El doctor Requena, por los datos de la carta, había situado casi sin margen de error el lugar hasta el que había viajado el Temple para encontrarse con los sacerdotes, la antigua ciudad sumeria de Ur, y, lo que era más importante aún, también había localizado el escondite que había elegido el Temple para las reliquias, el Alcázar de Caravaca de la Cruz, una de las fortalezas que habían pertenecido a la orden en España. El gran maestre, al conocer la magnitud de la conspiración urdida contra su orden, rogaba al destinatario de la carta que no permitiese que las reliquias volviesen a ver la luz del día y que las mantuviese a cualquier precio tal y como estaban dispuestas, y eso último parecía de capital importancia.

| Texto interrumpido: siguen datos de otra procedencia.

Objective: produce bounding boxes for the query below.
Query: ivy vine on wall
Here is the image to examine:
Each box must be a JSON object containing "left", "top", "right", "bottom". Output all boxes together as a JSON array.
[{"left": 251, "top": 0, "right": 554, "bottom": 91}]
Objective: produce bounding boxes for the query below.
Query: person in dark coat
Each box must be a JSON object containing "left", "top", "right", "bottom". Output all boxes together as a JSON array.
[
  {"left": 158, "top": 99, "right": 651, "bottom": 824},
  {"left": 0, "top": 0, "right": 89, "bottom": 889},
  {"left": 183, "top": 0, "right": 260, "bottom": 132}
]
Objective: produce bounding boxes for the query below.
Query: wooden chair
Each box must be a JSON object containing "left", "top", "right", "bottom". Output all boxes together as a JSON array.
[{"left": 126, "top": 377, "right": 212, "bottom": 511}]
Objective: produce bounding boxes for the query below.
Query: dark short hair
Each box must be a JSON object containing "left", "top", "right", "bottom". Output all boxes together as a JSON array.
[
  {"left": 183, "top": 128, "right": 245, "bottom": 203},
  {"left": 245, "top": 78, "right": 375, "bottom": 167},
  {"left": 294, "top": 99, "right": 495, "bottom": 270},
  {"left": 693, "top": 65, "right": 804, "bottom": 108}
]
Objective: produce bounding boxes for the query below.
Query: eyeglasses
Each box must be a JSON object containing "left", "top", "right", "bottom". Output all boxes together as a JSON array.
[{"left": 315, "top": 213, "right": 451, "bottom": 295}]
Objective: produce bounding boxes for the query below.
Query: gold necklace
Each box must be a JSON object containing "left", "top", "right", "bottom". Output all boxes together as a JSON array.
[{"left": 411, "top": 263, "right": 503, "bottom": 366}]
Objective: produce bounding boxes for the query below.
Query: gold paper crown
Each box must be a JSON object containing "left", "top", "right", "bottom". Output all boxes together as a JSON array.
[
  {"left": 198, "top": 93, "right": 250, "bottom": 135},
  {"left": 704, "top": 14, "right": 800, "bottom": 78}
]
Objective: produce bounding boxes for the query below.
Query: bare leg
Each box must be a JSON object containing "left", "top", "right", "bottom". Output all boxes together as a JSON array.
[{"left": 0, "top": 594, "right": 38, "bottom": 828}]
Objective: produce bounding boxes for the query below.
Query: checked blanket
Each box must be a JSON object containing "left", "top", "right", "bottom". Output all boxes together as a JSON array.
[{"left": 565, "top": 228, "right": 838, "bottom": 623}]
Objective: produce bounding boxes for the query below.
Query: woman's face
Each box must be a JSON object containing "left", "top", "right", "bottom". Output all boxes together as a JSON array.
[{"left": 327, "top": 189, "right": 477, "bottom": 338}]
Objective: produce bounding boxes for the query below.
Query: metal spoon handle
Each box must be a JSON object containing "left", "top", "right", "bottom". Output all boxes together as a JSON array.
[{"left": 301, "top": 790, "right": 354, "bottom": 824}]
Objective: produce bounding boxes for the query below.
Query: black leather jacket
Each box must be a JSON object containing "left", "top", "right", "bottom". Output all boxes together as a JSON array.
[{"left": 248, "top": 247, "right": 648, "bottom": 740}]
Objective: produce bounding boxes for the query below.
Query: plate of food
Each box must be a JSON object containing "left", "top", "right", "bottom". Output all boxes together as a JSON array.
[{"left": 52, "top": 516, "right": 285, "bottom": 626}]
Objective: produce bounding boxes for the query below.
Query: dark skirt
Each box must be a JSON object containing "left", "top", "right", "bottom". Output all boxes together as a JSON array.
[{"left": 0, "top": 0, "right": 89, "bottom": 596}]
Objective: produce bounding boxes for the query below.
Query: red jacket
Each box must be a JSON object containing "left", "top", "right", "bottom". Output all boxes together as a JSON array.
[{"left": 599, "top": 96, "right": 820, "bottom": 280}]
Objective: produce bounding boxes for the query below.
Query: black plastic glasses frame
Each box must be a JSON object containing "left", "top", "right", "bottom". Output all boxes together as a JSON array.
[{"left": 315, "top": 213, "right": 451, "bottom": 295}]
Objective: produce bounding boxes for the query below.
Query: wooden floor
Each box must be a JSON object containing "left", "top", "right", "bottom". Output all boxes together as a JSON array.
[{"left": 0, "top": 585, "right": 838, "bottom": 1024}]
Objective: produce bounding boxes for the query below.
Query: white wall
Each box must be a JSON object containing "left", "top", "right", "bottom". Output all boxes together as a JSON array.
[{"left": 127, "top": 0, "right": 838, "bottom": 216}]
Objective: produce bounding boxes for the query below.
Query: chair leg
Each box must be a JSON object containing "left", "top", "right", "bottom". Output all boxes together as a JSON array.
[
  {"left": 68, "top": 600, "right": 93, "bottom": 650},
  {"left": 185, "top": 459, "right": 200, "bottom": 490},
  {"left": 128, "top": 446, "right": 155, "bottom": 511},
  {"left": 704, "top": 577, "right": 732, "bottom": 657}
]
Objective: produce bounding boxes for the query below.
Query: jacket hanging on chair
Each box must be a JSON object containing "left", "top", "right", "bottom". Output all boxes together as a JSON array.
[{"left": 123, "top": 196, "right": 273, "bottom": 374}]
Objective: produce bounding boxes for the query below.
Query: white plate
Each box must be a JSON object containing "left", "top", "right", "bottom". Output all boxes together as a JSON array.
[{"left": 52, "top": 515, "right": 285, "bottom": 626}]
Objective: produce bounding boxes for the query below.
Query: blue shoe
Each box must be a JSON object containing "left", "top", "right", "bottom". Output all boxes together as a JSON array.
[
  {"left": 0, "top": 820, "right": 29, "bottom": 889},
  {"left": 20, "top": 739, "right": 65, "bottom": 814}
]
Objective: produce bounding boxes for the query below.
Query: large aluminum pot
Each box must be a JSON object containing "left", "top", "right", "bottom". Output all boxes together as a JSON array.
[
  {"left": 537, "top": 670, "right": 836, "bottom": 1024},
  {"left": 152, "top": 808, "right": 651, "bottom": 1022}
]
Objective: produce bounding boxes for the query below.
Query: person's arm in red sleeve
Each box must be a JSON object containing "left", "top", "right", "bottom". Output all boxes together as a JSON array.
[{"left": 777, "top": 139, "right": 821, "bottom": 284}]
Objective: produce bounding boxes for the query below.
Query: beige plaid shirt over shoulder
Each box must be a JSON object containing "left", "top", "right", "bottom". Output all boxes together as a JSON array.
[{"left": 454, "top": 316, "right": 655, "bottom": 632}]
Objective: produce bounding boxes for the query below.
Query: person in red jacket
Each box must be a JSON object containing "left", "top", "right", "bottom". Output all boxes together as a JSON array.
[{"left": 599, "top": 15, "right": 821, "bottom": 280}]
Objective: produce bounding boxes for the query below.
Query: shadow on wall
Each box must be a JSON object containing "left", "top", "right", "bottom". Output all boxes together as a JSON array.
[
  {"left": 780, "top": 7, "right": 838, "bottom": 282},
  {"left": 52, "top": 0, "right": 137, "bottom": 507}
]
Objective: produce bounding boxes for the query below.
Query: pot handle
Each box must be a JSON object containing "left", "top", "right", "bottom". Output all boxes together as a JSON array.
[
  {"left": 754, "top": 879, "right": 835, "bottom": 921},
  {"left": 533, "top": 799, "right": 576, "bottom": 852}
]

Para despedirse, Jacques de Molay se encomendaba a Dios o a cualquiera que pudiese ayudarle en su misión, pues estaba seguro de que tiempos muy oscuros se cernían sobre la Orden y sobre la humanidad.
Y tal había sido el celo que habían puesto en buscar un escondite adecuado a la importancia de la misión, que incluso conociendo su localización aproximada y contando con la más moderna tecnología, el equipo del doctor Requena había tardado seis meses en descubrirlo.
Las reliquias habían resultado ser tres cofres de madera de pequeño tamaño, sellados con lacre y cuya superficie estaba grabada con signos que pertenecían a la primera de las grandes civilizaciones, la sumeria. Fue entonces cuando el doctor Requena, consciente del enorme desconocimiento que existía acerca de aquella cultura, no dudó en contactar con la mayor autoridad mundial en civilizaciones mesopotámicas, el doctor Stephen Waterman, de la universidad de Princeton.
A partir de ese momento los equipos de investigación de Sevilla y de Princeton mantuvieron un contacto permanente vía satélite y, como fruto de esa colaboración, no tardaron mucho tiempo en traducir los textos de las cajas, que resultaron ser la pormenorizada descripción de la terrible maldición que perseguiría por toda la eternidad a quien se atreviese a romper los sellos, y lo que parecía una leyenda sobre lo que guardaban en su interior. Contaba aquella leyenda que dioses y demonios eran seres formados por la misma materia divina, y que al principio de los tiempos habían habitado el paraíso en armonía. Hasta que, para demostrar su poder, se retaron para ver quién podía crear la criatura más perfecta. Los demonios crearon a los espectros, perfectas y etéreas representaciones de ellos mismos, y los dioses crearon al hombre y le dieron una chispa de su divinidad. Demonios y espectros, envidiosos del poder de los dioses y de la perfección de la criatura que estos habían creado, conspiraron para acabar con ellos, pero en la batalla final fueron derrotados y las huestes comandadas por los dioses acabaron por arrojar a los demonios al abismo. Pero no pudieron hacer lo mismo con los espectros, que se escondieron en las sombras a la espera de una nueva oportunidad, que llegaría cuando alguien iniciado leyese el rito escrito en un extraño libro que se describía como hecho con la piel de los perfectos. Los dioses, para evitar que eso pudiese suceder y antes de dejar al hombre a su merced, habían dividido aquel libro que no se podía destruir en tres partes y lo habían entregado a los sacerdotes para su custodia, para que sus páginas nunca más volviesen a ser unidas, ya que eso, traducido literalmente de la leyenda, haría que las palabras volviesen a cobrar vida y a contar sus secretos.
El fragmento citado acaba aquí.